A SAN arrangement or deployment allows decoupling of storage from the storage system, such as an application server, and some level of information storage sharing at the storage system level. There are, however, environments wherein a SAN is dedicated to a single storage system. In some SAN deployments, the information is organized in the form of databases, while in others a file-based organization is employed. Where the information is organized as files, the client requesting the information maintains file mappings and manages file semantics, while its requests (and storage system responses) address the information in terms of block addressing on disk using, e.g., a logical unit number (lun).
A network environment may be provided wherein information (data) is stored in secure storage served by one or more storage systems coupled to one or more security appliances. Each security appliance is configured to transform unencrypted data (cleartext) generated by clients (or initiators) into encrypted data (ciphertext) destined for secure storage or “cryptainers” on the storage system (or target). As used herein, a cryptainer is a piece of storage on a storage device, such as a disk, in which the encrypted data is stored. In the context of a SAN environment, a cryptainer can be, e.g., a disk, a region on the disk or several regions on one or more disks that, in the context of a SAN protocol, is accessible as a lun. In the context of a NAS environment, the cryptainer may be a collection of files on one or more disks, whereas, in the context of a tape environment, the cryptainer may be a tape containing a plurality of tape blocks.
Specifically, the use of a security appliance and cryptainer in a conventional tape environment greatly enhances the security of data stored on a sequential access device, such as a tape or a virtual tape system, by providing a secured storage system for, e.g., archival and/or backup purposes. Here, an initiator issues a write request to store data on the sequential access device. The request is intercepted by the security appliance, which encrypts or compresses and encrypts (“compressed/encrypted”) the data associated with the request before forwarding the encrypted or compressed/encrypted data to the device for storage. When access to that data is subsequently desired, the initiator issues a read request that is intercepted by the security appliance and forwarded to the sequential access device. The device retrieves and returns the encrypted or encrypted/compressed data to the security appliance, which restores (i.e., decrypts or decrypts and decompresses (“decrypts/decompresses”)) the data prior to returning it to the initiator.

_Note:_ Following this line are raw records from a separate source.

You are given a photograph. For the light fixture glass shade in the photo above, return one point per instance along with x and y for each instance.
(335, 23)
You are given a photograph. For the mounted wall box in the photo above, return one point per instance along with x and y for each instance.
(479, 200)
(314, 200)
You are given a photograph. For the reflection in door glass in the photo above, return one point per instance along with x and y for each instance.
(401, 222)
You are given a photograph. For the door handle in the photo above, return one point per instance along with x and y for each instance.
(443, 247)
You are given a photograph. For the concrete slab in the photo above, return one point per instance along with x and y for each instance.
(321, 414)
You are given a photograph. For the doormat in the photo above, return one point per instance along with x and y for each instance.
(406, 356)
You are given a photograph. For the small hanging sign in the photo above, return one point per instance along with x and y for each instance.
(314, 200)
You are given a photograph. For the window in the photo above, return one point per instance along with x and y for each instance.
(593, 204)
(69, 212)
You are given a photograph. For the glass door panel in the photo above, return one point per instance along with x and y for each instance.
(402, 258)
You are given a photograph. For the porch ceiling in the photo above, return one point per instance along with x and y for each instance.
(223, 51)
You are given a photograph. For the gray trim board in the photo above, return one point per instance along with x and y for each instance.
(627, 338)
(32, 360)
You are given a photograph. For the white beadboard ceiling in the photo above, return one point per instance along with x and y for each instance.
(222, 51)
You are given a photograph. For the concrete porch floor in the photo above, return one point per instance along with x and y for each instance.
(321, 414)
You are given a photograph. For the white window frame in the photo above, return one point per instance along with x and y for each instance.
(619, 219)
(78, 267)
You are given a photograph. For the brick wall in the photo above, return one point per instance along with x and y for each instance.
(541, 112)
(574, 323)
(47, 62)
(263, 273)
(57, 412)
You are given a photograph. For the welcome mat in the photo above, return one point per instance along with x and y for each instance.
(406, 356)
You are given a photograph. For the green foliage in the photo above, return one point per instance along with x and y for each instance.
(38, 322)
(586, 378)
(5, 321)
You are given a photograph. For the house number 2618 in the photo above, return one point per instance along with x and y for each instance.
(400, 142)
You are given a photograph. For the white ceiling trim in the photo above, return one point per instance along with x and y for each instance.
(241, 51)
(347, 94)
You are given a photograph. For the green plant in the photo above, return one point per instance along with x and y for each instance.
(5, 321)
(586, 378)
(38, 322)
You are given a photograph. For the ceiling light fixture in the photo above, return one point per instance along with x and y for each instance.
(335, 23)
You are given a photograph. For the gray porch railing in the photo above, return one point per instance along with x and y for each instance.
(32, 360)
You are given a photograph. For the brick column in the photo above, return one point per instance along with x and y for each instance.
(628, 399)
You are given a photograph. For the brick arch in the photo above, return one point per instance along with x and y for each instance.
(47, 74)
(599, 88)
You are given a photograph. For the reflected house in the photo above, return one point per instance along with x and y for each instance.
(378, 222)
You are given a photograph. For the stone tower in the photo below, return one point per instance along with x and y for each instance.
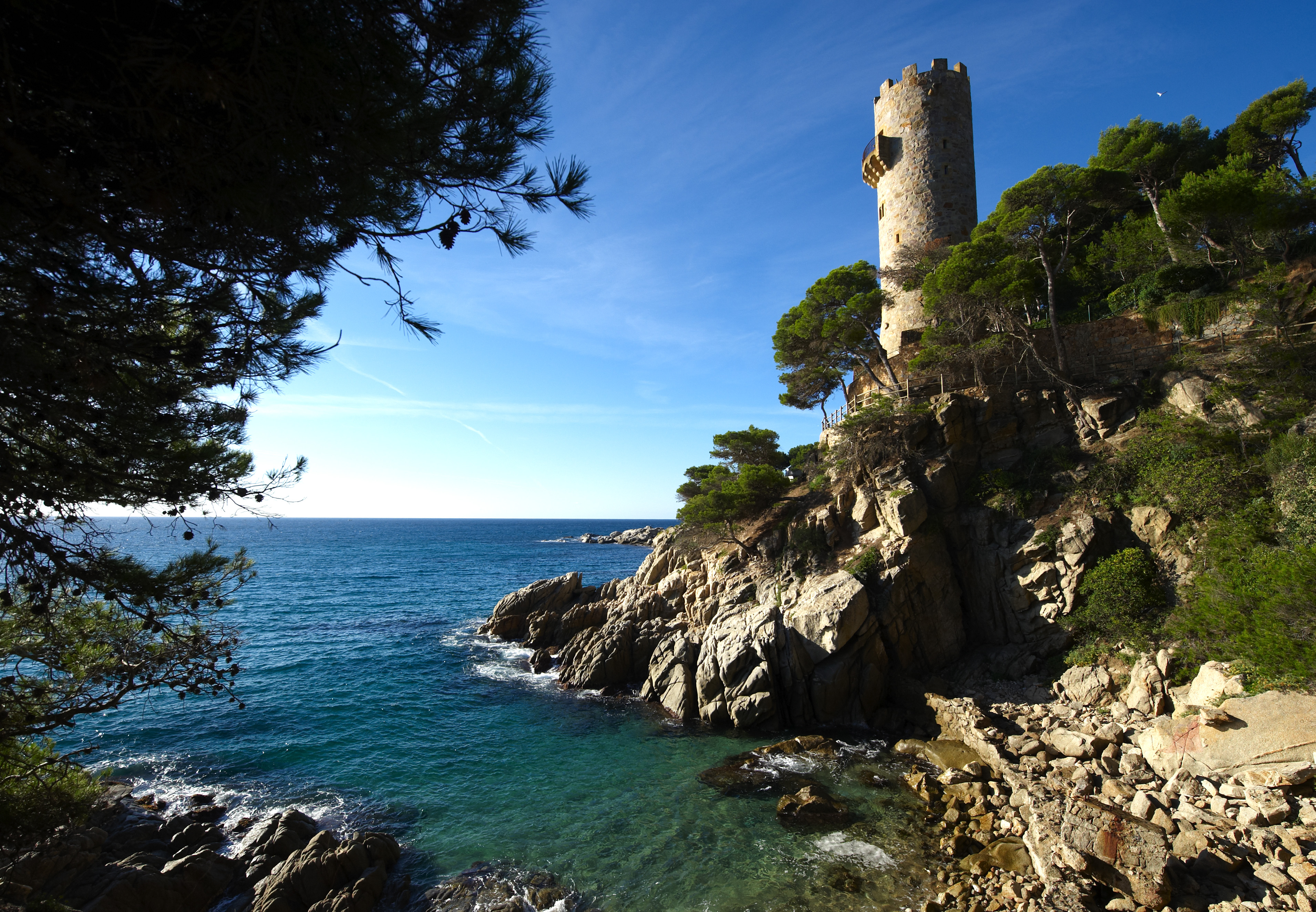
(922, 164)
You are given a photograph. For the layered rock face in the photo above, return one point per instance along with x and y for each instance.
(1210, 809)
(132, 860)
(781, 637)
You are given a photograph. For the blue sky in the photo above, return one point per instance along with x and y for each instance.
(724, 140)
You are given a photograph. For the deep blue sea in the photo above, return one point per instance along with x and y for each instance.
(372, 703)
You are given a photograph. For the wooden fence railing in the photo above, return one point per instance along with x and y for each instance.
(1145, 357)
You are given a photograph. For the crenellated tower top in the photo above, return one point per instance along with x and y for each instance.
(922, 164)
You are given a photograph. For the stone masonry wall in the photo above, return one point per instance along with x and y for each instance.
(927, 190)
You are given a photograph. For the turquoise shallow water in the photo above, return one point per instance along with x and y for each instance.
(373, 703)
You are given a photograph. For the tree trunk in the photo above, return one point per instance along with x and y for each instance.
(1293, 153)
(863, 361)
(1053, 312)
(1155, 199)
(886, 362)
(731, 535)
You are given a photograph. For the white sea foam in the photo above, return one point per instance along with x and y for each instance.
(174, 780)
(865, 853)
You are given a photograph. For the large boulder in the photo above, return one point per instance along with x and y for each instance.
(903, 508)
(1009, 854)
(1147, 691)
(812, 809)
(1151, 524)
(672, 676)
(508, 619)
(331, 876)
(1088, 685)
(828, 612)
(1213, 683)
(1122, 851)
(273, 840)
(1268, 733)
(733, 681)
(1188, 393)
(187, 885)
(616, 653)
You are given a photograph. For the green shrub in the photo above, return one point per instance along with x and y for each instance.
(1292, 463)
(864, 566)
(1189, 466)
(1255, 603)
(40, 793)
(1051, 536)
(809, 540)
(1122, 602)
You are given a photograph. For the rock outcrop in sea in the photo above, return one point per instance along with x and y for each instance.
(897, 603)
(780, 637)
(131, 859)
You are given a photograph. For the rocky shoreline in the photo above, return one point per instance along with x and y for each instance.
(135, 856)
(643, 537)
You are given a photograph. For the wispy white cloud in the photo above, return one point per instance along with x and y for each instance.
(335, 406)
(369, 377)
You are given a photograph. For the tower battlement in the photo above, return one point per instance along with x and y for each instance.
(922, 164)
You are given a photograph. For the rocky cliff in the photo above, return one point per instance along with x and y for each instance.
(848, 599)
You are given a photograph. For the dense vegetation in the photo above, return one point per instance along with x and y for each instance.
(1178, 224)
(748, 479)
(179, 182)
(1244, 502)
(1166, 220)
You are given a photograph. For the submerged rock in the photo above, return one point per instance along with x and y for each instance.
(812, 807)
(501, 889)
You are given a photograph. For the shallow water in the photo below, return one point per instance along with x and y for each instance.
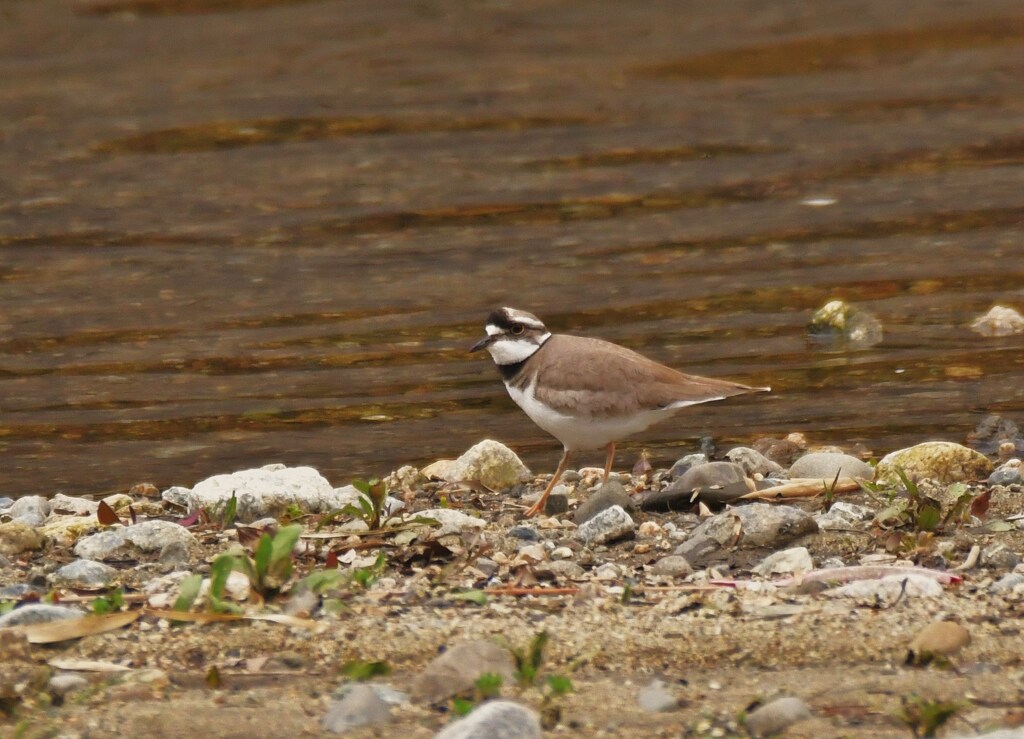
(242, 232)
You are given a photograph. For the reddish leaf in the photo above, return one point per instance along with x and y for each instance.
(979, 506)
(105, 515)
(192, 519)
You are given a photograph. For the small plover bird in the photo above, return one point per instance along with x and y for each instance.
(588, 393)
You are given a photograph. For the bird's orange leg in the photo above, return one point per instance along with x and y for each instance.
(609, 460)
(539, 506)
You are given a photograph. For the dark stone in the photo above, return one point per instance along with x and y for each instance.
(716, 482)
(610, 493)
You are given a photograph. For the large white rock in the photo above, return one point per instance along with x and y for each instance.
(489, 463)
(264, 491)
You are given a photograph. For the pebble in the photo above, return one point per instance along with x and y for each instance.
(760, 524)
(887, 591)
(753, 462)
(1007, 475)
(608, 494)
(610, 524)
(655, 699)
(38, 613)
(66, 683)
(939, 639)
(495, 720)
(138, 539)
(75, 506)
(999, 320)
(796, 561)
(17, 536)
(844, 515)
(32, 510)
(85, 574)
(458, 668)
(672, 566)
(492, 464)
(1012, 582)
(360, 705)
(683, 465)
(825, 465)
(716, 481)
(527, 533)
(943, 462)
(840, 322)
(774, 716)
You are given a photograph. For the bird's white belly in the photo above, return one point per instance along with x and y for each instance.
(584, 433)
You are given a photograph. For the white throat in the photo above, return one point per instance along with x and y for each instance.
(509, 350)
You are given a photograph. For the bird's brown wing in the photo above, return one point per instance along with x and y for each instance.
(584, 377)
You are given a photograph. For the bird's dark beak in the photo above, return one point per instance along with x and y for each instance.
(482, 343)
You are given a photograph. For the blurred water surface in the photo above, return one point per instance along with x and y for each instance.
(235, 232)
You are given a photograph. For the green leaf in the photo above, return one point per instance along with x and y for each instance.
(928, 517)
(477, 597)
(488, 686)
(559, 684)
(187, 593)
(284, 541)
(230, 510)
(261, 557)
(361, 669)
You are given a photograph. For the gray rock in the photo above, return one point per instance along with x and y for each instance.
(559, 569)
(526, 533)
(839, 322)
(1000, 557)
(790, 561)
(17, 536)
(360, 705)
(85, 574)
(672, 566)
(32, 510)
(76, 506)
(1010, 582)
(754, 463)
(716, 482)
(776, 715)
(761, 524)
(452, 521)
(38, 613)
(146, 537)
(610, 524)
(943, 462)
(844, 515)
(825, 465)
(610, 493)
(492, 464)
(655, 699)
(458, 669)
(886, 591)
(683, 465)
(67, 683)
(1006, 476)
(495, 720)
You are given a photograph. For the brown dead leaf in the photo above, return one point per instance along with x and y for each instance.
(69, 628)
(105, 515)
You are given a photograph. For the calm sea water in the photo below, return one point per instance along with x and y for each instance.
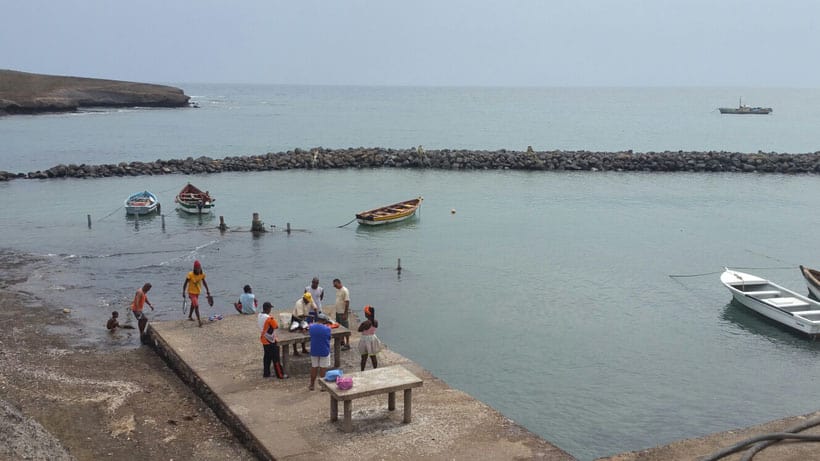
(546, 295)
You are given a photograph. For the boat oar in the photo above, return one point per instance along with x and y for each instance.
(345, 224)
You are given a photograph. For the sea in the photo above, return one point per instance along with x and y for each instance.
(585, 306)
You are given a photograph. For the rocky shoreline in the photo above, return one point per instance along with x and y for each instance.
(446, 159)
(27, 93)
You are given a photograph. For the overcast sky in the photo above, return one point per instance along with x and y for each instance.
(756, 43)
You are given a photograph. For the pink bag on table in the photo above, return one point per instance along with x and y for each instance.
(344, 382)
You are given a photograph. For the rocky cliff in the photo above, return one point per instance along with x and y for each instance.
(25, 93)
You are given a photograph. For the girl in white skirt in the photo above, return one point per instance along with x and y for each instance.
(369, 343)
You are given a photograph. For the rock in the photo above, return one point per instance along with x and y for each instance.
(26, 93)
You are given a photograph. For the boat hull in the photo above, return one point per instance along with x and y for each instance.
(381, 222)
(141, 203)
(194, 208)
(773, 301)
(141, 210)
(388, 214)
(812, 281)
(191, 200)
(746, 111)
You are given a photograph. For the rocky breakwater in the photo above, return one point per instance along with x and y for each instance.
(320, 158)
(25, 93)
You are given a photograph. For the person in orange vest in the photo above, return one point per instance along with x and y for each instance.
(270, 345)
(140, 299)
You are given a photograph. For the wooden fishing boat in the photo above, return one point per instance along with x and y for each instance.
(774, 301)
(141, 203)
(812, 277)
(192, 200)
(389, 213)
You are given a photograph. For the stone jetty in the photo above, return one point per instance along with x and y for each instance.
(27, 93)
(446, 159)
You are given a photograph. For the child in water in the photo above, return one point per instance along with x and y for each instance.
(369, 343)
(114, 323)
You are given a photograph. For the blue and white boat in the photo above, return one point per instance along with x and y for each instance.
(141, 203)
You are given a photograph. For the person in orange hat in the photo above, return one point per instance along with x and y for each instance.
(193, 287)
(304, 309)
(369, 344)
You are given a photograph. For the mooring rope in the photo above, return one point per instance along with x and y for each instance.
(345, 224)
(733, 267)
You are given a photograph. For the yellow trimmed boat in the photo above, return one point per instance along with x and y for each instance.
(390, 213)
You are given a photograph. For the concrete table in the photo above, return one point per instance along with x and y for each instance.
(386, 380)
(286, 338)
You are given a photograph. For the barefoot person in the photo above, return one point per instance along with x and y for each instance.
(247, 303)
(369, 344)
(342, 309)
(270, 344)
(319, 348)
(140, 300)
(193, 287)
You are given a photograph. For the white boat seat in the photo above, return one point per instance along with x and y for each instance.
(786, 302)
(763, 293)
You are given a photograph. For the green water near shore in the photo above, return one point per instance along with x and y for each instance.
(546, 295)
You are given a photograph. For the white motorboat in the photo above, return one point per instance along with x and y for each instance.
(774, 301)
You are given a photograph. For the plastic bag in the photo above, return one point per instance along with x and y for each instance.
(344, 382)
(332, 375)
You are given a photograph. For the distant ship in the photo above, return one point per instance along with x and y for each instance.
(741, 109)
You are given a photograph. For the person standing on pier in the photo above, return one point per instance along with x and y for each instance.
(316, 292)
(270, 344)
(140, 300)
(303, 309)
(193, 287)
(247, 303)
(319, 348)
(342, 309)
(369, 343)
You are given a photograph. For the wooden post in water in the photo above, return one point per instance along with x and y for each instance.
(257, 226)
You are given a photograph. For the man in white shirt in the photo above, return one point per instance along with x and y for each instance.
(342, 309)
(317, 292)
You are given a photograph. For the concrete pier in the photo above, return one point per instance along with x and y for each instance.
(282, 419)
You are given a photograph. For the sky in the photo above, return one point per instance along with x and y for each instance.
(552, 43)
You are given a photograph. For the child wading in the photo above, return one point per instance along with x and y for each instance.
(369, 343)
(140, 299)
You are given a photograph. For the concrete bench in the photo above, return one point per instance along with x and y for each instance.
(386, 380)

However, the process of retrieving and restoring data that was encrypted or compressed/encrypted by a security appliance for storage in a conventional tape environment is not nearly as efficient as the process used to merely retrieve data from a sequential access device of such an environment. That is, a noted disadvantage of the conventional environment is that passage of the data through the appliance for decryption or decompression/decryption typically introduces latency that can substantially extend the time (e.g., by a factor of 2 to 3) needed to retrieve data from the sequential access device in the absence of the security appliance.